NGINX

Why It Exists

Apache's process-per-connection model worked fine at a few thousand concurrent connections. Then the web got big, and it stopped working. Each Apache process ate 8-50 MB of RAM and a kernel thread, so 10,000 connections meant 80-500 GB of RAM just to hold connections open. That's the C10K problem in a nutshell.

Igor Sysoev wrote NGINX in 2004 specifically to kill this problem. The core idea is simple: instead of one thread per connection, use non-blocking I/O multiplexing (epoll/kqueue) so a single worker process can juggle 10,000+ connections with a few megabytes of memory. That architectural bet paid off. NGINX now powers over 30% of all web servers and is the default front door for most microservice architectures.

How It Works Internally

NGINX runs as a master process plus multiple worker processes. The master (running as root) reads the config, binds to ports 80/443, and forks off worker processes that run as an unprivileged user. Each worker is a single-threaded event loop using the OS's I/O multiplexing facility: epoll on Linux, kqueue on FreeBSD/macOS. One thread, thousands of file descriptors, no context-switch overhead.

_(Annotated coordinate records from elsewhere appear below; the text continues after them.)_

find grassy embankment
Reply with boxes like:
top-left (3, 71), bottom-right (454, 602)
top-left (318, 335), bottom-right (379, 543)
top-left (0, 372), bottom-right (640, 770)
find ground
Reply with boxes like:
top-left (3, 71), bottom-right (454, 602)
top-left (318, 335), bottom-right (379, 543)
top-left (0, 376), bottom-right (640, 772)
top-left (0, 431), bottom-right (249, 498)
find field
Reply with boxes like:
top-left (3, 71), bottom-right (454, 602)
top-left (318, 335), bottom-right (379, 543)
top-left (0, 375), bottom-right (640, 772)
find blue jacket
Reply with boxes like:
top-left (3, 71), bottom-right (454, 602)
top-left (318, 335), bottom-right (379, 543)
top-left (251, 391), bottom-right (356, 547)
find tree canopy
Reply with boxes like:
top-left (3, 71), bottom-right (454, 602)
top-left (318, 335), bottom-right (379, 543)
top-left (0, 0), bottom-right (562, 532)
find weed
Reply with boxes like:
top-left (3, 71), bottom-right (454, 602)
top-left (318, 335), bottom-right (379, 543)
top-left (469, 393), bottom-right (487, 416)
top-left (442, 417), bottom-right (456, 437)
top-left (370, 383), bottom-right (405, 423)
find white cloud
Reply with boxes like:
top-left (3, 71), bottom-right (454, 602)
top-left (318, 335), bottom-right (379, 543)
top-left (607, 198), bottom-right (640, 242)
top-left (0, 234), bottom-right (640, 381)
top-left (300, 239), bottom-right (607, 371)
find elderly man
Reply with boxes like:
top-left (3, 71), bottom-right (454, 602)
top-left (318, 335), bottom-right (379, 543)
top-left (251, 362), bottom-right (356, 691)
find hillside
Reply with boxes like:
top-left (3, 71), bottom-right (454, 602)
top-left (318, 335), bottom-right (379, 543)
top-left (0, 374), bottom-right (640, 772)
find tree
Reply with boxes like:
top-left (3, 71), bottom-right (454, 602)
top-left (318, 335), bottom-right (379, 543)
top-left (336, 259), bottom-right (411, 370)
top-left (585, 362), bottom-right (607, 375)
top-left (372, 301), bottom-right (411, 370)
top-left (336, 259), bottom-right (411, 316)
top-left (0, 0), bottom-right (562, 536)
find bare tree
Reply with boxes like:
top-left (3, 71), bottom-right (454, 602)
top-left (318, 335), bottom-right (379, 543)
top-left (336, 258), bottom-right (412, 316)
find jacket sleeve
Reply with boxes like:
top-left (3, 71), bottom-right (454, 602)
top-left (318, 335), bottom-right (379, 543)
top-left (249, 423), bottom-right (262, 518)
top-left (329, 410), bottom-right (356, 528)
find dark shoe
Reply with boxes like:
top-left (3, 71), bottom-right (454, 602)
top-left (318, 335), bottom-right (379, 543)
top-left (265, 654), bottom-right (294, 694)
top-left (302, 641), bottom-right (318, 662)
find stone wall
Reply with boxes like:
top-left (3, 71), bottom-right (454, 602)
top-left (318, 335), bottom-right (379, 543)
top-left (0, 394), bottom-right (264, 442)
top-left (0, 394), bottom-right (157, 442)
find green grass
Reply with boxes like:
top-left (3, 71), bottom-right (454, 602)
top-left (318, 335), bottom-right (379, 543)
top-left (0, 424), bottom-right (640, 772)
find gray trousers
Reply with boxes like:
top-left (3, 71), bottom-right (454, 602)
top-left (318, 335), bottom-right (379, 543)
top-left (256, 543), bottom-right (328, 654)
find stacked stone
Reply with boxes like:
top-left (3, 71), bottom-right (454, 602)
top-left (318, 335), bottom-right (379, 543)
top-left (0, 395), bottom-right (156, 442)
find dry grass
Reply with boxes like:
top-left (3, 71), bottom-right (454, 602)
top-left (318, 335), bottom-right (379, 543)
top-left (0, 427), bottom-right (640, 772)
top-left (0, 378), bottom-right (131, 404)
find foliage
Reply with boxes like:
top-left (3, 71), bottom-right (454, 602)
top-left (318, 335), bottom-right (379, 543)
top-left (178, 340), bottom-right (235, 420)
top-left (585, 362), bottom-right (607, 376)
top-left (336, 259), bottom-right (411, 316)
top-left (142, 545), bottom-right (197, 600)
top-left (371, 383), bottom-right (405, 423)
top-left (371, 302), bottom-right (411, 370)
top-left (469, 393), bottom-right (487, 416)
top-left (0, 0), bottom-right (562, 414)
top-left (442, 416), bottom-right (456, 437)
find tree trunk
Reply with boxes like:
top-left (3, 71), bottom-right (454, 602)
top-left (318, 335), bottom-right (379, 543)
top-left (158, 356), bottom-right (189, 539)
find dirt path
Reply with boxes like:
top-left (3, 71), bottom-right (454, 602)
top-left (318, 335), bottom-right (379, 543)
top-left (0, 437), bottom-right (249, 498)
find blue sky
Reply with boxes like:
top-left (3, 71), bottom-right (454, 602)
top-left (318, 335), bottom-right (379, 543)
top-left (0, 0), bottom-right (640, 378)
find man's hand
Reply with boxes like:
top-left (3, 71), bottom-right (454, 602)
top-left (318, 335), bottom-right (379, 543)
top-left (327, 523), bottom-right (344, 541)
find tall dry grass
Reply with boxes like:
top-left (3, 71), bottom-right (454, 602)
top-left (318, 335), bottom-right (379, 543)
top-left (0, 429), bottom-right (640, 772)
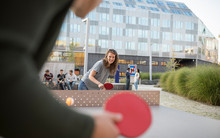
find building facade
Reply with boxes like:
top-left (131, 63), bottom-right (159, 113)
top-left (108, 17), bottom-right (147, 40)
top-left (49, 0), bottom-right (218, 76)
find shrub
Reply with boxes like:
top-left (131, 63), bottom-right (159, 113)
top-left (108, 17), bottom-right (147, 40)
top-left (187, 66), bottom-right (220, 105)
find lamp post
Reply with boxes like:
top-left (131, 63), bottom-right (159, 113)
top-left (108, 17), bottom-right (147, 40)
top-left (149, 44), bottom-right (152, 81)
top-left (82, 18), bottom-right (89, 75)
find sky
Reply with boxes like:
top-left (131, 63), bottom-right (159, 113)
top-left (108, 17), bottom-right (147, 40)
top-left (168, 0), bottom-right (220, 62)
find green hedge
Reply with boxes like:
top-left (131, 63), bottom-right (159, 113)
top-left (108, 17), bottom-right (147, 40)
top-left (140, 72), bottom-right (163, 80)
top-left (160, 66), bottom-right (220, 105)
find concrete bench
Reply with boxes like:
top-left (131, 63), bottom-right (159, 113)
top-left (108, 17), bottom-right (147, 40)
top-left (50, 90), bottom-right (160, 107)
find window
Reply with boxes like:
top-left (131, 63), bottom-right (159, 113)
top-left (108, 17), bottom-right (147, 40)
top-left (112, 2), bottom-right (123, 9)
top-left (125, 42), bottom-right (135, 50)
top-left (162, 44), bottom-right (170, 52)
top-left (173, 21), bottom-right (183, 29)
top-left (185, 34), bottom-right (194, 42)
top-left (173, 33), bottom-right (183, 41)
top-left (99, 13), bottom-right (109, 22)
top-left (118, 59), bottom-right (134, 64)
top-left (88, 11), bottom-right (96, 20)
top-left (166, 2), bottom-right (176, 7)
top-left (57, 36), bottom-right (66, 41)
top-left (146, 0), bottom-right (155, 4)
top-left (160, 61), bottom-right (167, 66)
top-left (138, 30), bottom-right (147, 38)
top-left (149, 7), bottom-right (160, 11)
top-left (125, 29), bottom-right (135, 37)
top-left (99, 1), bottom-right (110, 8)
top-left (137, 60), bottom-right (147, 65)
top-left (99, 40), bottom-right (108, 48)
top-left (70, 24), bottom-right (80, 33)
top-left (138, 5), bottom-right (147, 10)
top-left (161, 8), bottom-right (170, 13)
top-left (60, 23), bottom-right (67, 32)
top-left (138, 42), bottom-right (148, 51)
top-left (183, 11), bottom-right (193, 16)
top-left (103, 0), bottom-right (110, 4)
top-left (126, 16), bottom-right (136, 24)
top-left (184, 46), bottom-right (193, 54)
top-left (138, 17), bottom-right (148, 25)
top-left (162, 20), bottom-right (170, 28)
top-left (135, 0), bottom-right (143, 2)
top-left (151, 43), bottom-right (160, 52)
top-left (99, 26), bottom-right (109, 35)
top-left (112, 2), bottom-right (122, 6)
top-left (88, 39), bottom-right (95, 46)
top-left (112, 14), bottom-right (123, 23)
top-left (74, 52), bottom-right (84, 66)
top-left (177, 3), bottom-right (187, 9)
top-left (173, 45), bottom-right (183, 52)
top-left (151, 19), bottom-right (160, 27)
top-left (171, 10), bottom-right (182, 14)
top-left (112, 28), bottom-right (123, 36)
top-left (112, 41), bottom-right (122, 49)
top-left (89, 25), bottom-right (96, 34)
top-left (162, 32), bottom-right (170, 40)
top-left (125, 3), bottom-right (135, 8)
top-left (185, 22), bottom-right (194, 30)
top-left (157, 1), bottom-right (165, 7)
top-left (151, 31), bottom-right (160, 39)
top-left (70, 37), bottom-right (80, 46)
top-left (152, 61), bottom-right (159, 66)
top-left (70, 11), bottom-right (81, 19)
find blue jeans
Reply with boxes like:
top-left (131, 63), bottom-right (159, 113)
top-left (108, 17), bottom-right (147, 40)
top-left (134, 80), bottom-right (139, 90)
top-left (78, 80), bottom-right (88, 90)
top-left (125, 80), bottom-right (130, 90)
top-left (67, 81), bottom-right (75, 90)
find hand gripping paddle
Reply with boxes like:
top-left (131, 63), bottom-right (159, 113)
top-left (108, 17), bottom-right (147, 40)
top-left (104, 83), bottom-right (113, 90)
top-left (104, 92), bottom-right (152, 137)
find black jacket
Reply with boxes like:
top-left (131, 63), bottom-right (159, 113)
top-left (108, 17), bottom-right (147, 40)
top-left (0, 0), bottom-right (94, 138)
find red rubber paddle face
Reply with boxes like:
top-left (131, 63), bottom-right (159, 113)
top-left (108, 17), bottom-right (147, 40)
top-left (104, 83), bottom-right (113, 90)
top-left (105, 92), bottom-right (152, 137)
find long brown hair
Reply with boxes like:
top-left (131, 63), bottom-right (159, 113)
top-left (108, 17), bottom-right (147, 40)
top-left (102, 49), bottom-right (119, 76)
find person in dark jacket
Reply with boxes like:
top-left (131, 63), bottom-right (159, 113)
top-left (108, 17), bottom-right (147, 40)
top-left (0, 0), bottom-right (121, 138)
top-left (125, 68), bottom-right (131, 90)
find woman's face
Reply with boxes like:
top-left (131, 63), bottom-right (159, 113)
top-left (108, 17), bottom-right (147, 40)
top-left (107, 52), bottom-right (115, 64)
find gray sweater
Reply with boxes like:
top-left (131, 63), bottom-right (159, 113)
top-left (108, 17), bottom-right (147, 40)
top-left (0, 0), bottom-right (94, 138)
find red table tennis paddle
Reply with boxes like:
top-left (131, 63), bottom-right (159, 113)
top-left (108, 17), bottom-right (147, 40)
top-left (105, 92), bottom-right (152, 137)
top-left (104, 83), bottom-right (113, 90)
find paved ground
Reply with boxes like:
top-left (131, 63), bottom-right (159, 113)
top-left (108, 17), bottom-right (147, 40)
top-left (132, 85), bottom-right (220, 120)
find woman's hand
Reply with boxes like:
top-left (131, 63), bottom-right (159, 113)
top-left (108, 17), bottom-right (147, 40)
top-left (98, 83), bottom-right (105, 89)
top-left (92, 112), bottom-right (122, 138)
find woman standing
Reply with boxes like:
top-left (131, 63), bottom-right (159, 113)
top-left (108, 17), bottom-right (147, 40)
top-left (134, 69), bottom-right (140, 90)
top-left (78, 49), bottom-right (118, 90)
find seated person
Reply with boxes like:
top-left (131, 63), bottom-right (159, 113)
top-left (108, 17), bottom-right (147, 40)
top-left (57, 69), bottom-right (66, 90)
top-left (42, 69), bottom-right (56, 87)
top-left (66, 70), bottom-right (77, 90)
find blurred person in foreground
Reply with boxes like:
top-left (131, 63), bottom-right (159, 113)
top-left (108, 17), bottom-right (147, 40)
top-left (0, 0), bottom-right (122, 138)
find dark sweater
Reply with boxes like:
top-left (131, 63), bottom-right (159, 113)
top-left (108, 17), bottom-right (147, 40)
top-left (0, 0), bottom-right (94, 138)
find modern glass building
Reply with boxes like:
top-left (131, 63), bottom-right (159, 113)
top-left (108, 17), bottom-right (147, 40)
top-left (49, 0), bottom-right (218, 75)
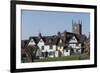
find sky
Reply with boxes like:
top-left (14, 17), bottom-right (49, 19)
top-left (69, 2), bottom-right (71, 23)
top-left (21, 10), bottom-right (90, 39)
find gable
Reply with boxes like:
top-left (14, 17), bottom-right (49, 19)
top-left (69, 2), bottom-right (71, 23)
top-left (69, 36), bottom-right (78, 43)
top-left (28, 39), bottom-right (36, 45)
top-left (38, 39), bottom-right (44, 46)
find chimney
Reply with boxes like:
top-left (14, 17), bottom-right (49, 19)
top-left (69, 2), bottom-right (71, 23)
top-left (58, 32), bottom-right (61, 37)
top-left (38, 33), bottom-right (42, 38)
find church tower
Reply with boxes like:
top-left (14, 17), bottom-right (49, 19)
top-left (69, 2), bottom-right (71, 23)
top-left (72, 20), bottom-right (82, 35)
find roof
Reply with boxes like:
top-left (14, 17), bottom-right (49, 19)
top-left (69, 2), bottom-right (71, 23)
top-left (22, 32), bottom-right (86, 45)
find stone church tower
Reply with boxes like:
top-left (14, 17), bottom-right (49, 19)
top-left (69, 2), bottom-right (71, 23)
top-left (72, 20), bottom-right (82, 35)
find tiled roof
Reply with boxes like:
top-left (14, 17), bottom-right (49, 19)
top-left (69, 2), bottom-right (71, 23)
top-left (21, 32), bottom-right (86, 45)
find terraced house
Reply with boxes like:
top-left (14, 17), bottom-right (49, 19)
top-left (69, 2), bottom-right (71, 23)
top-left (23, 21), bottom-right (87, 62)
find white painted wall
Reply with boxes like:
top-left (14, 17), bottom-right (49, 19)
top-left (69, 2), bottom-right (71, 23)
top-left (64, 50), bottom-right (70, 56)
top-left (69, 36), bottom-right (78, 43)
top-left (28, 39), bottom-right (36, 46)
top-left (0, 0), bottom-right (100, 73)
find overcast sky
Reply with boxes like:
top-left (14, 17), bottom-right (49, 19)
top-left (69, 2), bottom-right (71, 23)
top-left (21, 10), bottom-right (90, 39)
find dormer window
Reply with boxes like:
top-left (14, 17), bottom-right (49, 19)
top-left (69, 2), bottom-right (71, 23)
top-left (30, 39), bottom-right (34, 42)
top-left (59, 40), bottom-right (62, 43)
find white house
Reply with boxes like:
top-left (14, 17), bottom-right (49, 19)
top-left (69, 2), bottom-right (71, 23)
top-left (69, 36), bottom-right (82, 53)
top-left (28, 38), bottom-right (36, 46)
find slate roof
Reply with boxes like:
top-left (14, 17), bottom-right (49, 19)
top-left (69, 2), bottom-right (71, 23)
top-left (21, 32), bottom-right (86, 45)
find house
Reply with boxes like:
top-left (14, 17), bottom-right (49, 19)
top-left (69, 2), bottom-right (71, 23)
top-left (21, 19), bottom-right (87, 58)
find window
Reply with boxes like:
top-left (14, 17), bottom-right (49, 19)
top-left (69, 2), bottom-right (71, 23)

When a connection arrives, the kernel's SO_REUSEPORT distributes it to a worker. The worker accepts it, adds the socket's file descriptor to its epoll interest set, and from here everything is non-blocking. The worker reads request headers (possibly across multiple epoll events if data trickles in), runs the request through the handler chain (location matching, rewrite rules, header manipulation), and either serves a static file or opens a connection to an upstream server.

For reverse proxying, the worker opens a non-blocking connection to the upstream, writes the request, and adds that upstream socket to its epoll set too. When the upstream responds, the worker reads the response (buffering in memory or spilling to temp files depending on the proxy_buffering settings) and writes it back to the client. The key point: while waiting for I/O on any connection, the worker is handling other connections. There is zero idle waiting. Ever.

The request processing pipeline uses a multi-phase architecture. When a request comes in, NGINX walks it through phases: post-read, server-rewrite, find-config (location matching), rewrite, post-rewrite, pre-access, access (authentication), post-access, try-files, content (the handler that actually generates the response), and log. Each location block can attach handlers at specific phases. This design is why modules compose so cleanly. A rate-limiting module runs at the pre-access phase, an auth module at the access phase, and the proxy module at the content phase. They don't know about each other. They don't need to.

Shared memory zones handle cross-worker state. The limit_req_zone directive allocates a shared memory segment that all workers use for rate-limit counters. proxy_cache_path creates a shared cache any worker can read or write. ssl_session_cache shared stores TLS session tickets so a client resuming a TLS session can land on any worker. These zones use lock-free or minimally-locked data structures (red-black trees, slab allocators) to keep contention low.

Production Architecture

In production, NGINX sits at the edge. It terminates TLS, distributes traffic, and absorbs the first layer of abuse. The standard HA setup: 2+ NGINX instances behind a cloud load balancer (AWS ALB/NLB, GCP LB) or a VRRP pair (keepalived) for on-prem, with each instance running worker_processes auto (one worker per CPU core).

For TLS termination, NGINX takes on the expensive handshake (RSA/ECDSA) at the edge so backends talk plain HTTP over a private network. TLS 1.3 with ECDSA P-256 certs cuts handshake latency from 2 round trips (TLS 1.2 RSA) to 1. OCSP stapling (ssl_stapling on) saves the client from contacting the CA for certificate validation, which shaves 100-300ms off the first connection. Session tickets or a shared SSL session cache enable 0-RTT resumption for returning clients.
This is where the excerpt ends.